The system is based on Google Magenta's DDSP, Differentiable Digital Signal Processing. The core idea behind DDSP is to treat the instrument sound as a synthesizer, instead of raw audio. Most western instruments have harmonic overtones. Even the ones that deviate from pure harmonic ratios do so by a very small amount. So, it makes sense to model an instrument based on a harmonic additive synthesizer, a band limited noise generator for bow sounds, breath sounds, etc., and a reverb for modeling the resonance of the instrument body. This way, the actual neural network is a recurrent one that learns to control all parameters of these three components given the pitch and amplitude of a monophonic recording of desired instrument.

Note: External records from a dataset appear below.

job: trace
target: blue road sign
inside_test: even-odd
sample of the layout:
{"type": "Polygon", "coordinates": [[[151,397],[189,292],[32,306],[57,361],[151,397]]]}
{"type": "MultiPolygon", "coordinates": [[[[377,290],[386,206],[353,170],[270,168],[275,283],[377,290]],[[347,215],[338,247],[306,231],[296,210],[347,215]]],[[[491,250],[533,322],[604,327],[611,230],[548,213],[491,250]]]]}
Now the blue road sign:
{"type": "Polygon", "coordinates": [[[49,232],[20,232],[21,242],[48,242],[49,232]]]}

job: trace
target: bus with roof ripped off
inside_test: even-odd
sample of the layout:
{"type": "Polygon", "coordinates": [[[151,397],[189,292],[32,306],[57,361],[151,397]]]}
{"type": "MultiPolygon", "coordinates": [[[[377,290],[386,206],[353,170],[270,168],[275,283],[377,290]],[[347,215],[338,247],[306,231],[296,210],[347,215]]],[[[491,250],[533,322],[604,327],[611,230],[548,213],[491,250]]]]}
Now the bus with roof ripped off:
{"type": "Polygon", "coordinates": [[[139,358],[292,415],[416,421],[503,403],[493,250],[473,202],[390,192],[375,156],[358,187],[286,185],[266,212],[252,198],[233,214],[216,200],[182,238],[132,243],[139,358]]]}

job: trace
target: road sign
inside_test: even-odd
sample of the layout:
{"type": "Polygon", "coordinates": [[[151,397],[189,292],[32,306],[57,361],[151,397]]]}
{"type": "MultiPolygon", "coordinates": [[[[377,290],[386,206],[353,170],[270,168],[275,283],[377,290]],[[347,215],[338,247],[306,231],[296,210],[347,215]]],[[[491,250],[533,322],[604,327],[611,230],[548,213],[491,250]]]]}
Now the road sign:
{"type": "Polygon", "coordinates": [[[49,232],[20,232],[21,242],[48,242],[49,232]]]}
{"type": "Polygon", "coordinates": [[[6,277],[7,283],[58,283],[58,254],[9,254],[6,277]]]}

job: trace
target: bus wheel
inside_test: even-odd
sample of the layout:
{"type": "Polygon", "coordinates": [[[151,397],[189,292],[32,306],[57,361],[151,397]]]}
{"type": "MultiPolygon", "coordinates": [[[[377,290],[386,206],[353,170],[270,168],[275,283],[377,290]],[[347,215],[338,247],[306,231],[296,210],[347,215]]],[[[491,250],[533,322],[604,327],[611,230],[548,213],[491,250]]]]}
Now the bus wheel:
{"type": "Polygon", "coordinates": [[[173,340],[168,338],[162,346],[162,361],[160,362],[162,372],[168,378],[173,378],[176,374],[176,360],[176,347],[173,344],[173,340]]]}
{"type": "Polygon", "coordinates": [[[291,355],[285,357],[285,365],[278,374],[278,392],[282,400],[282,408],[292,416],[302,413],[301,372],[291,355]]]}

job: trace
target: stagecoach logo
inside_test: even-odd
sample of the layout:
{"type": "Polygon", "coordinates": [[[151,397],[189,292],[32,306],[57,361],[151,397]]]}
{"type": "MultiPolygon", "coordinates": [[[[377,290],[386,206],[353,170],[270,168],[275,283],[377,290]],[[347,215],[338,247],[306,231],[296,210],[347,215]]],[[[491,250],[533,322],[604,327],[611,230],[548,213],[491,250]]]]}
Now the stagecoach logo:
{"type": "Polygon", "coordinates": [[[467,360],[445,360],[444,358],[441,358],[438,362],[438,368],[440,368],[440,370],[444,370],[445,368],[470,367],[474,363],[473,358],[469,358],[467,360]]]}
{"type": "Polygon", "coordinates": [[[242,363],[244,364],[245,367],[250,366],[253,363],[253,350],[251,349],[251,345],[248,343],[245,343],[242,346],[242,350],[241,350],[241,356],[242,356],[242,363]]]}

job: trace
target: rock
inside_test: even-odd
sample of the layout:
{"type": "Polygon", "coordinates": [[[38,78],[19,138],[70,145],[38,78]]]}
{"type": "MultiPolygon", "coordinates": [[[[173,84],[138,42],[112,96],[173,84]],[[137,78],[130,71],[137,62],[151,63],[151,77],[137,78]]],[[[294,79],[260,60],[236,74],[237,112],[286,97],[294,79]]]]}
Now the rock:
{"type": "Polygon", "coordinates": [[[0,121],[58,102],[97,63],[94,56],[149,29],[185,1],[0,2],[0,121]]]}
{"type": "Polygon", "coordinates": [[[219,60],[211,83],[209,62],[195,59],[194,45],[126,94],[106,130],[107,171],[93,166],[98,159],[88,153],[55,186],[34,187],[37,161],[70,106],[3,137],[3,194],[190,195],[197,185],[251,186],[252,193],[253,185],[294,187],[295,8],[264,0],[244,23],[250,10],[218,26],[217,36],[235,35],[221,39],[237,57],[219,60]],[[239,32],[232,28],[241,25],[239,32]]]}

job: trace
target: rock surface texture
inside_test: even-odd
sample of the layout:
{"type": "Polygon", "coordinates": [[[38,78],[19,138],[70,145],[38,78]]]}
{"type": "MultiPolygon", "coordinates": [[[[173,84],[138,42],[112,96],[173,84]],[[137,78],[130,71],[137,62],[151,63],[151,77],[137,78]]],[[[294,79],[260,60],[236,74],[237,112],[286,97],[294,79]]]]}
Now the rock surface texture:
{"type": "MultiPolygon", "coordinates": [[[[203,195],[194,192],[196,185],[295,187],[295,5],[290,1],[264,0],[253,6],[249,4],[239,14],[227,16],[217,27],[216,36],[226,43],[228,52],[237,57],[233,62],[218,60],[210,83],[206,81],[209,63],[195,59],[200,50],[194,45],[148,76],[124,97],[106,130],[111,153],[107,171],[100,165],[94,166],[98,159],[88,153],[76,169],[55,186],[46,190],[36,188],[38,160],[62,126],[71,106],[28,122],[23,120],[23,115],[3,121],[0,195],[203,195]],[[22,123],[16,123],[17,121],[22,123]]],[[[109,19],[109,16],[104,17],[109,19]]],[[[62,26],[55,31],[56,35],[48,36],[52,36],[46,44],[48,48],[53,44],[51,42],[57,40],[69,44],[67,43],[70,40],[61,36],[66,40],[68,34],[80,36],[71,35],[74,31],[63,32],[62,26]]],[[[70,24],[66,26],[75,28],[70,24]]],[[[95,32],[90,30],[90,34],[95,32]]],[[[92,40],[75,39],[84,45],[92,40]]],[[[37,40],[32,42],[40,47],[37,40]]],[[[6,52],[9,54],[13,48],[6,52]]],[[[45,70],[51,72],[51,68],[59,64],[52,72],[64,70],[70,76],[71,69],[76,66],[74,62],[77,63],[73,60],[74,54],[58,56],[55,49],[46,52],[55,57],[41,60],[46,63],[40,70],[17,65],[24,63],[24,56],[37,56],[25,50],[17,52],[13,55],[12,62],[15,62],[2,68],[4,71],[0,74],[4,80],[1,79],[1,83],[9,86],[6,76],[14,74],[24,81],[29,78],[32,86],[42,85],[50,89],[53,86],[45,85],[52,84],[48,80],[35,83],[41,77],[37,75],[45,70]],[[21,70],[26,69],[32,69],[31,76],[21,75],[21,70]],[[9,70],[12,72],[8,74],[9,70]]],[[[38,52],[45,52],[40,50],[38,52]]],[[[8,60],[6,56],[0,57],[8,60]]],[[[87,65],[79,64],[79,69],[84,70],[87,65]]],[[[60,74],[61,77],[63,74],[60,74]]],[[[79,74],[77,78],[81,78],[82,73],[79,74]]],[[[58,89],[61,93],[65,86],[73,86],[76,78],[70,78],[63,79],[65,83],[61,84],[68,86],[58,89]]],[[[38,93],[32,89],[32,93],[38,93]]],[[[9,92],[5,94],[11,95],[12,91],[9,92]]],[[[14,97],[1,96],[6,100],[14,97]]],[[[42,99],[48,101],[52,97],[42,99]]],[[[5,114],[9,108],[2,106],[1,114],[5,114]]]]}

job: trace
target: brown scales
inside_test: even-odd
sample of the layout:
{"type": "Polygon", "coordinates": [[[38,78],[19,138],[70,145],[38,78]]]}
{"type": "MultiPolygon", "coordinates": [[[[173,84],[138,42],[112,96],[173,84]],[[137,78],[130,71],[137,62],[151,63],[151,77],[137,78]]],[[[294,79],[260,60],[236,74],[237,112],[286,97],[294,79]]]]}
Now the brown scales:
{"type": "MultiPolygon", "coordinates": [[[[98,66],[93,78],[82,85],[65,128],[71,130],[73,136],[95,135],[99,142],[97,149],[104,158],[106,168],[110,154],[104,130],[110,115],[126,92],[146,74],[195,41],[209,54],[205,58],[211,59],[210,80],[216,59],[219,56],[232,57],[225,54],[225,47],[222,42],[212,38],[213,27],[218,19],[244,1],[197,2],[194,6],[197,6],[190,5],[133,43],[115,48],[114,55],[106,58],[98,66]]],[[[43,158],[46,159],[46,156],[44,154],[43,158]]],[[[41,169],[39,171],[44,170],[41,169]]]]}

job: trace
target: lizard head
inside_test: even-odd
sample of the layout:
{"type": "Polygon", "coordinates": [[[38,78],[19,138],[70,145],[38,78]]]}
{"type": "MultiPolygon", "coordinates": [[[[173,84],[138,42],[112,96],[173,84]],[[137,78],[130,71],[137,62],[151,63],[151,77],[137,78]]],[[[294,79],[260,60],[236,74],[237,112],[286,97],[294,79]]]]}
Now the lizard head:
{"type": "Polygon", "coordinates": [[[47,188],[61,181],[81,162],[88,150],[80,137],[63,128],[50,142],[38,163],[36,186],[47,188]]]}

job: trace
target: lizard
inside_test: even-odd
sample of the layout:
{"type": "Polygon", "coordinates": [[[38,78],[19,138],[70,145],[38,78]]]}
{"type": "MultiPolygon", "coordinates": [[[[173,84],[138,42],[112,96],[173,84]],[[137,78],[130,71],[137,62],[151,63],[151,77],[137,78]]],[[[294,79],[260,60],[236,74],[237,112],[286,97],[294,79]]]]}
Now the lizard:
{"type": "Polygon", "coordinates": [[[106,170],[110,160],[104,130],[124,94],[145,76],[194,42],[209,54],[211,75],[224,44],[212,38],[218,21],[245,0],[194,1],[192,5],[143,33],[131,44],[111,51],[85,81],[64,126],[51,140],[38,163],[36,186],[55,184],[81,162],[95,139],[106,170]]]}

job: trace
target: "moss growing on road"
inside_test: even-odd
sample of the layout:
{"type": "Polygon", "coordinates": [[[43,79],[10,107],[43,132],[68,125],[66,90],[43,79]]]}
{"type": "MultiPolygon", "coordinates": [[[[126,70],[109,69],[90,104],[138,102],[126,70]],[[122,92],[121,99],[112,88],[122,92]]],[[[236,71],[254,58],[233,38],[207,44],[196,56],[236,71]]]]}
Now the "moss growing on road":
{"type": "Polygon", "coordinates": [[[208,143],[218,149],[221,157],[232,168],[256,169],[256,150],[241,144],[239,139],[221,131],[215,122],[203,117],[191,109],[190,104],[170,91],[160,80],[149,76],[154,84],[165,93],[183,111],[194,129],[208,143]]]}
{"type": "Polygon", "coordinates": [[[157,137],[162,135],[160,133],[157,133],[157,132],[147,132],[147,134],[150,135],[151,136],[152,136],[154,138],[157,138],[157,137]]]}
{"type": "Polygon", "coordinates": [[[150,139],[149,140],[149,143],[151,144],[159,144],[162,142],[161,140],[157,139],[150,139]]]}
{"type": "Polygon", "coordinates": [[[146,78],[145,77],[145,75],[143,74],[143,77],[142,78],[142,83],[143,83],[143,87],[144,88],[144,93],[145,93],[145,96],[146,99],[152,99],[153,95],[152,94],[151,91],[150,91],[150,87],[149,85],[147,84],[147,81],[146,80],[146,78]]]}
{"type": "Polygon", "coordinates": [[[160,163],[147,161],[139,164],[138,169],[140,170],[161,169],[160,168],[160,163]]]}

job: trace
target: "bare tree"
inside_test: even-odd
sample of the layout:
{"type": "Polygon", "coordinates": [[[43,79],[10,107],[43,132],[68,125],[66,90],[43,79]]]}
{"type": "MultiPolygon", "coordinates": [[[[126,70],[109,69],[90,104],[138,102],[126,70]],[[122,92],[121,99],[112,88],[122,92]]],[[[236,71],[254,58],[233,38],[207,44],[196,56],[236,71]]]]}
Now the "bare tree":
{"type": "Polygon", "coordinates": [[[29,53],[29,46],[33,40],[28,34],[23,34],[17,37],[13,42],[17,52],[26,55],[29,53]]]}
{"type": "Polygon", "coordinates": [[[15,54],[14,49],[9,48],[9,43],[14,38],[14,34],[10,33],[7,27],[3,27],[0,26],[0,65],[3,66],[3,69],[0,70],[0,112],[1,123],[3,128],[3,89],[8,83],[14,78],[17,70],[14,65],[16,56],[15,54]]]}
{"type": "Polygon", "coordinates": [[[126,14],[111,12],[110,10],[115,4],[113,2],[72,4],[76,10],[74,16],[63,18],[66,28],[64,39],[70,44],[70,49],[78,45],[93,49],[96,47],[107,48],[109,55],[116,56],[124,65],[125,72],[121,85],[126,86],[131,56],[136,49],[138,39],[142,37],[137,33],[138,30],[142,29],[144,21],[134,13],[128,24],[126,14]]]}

The Magenta team have released pre-trained networks for violin, flute, and a couple of other instruments. I have trained my own networks on viola and cello recordings, and I have composed a 4-minute piece for 2 flutes, 2 violins, viola, and cello, using graphic notation. The code used to generate the piece, and the accompanying video-score is freely available on my GitHub page, although it is a bit of a mess right now. It has two sections. First is based on increasingly deeper fractal elaborations of a simple initial motif, the second is based on stretched harmonic overtones. I hope you enjoy it.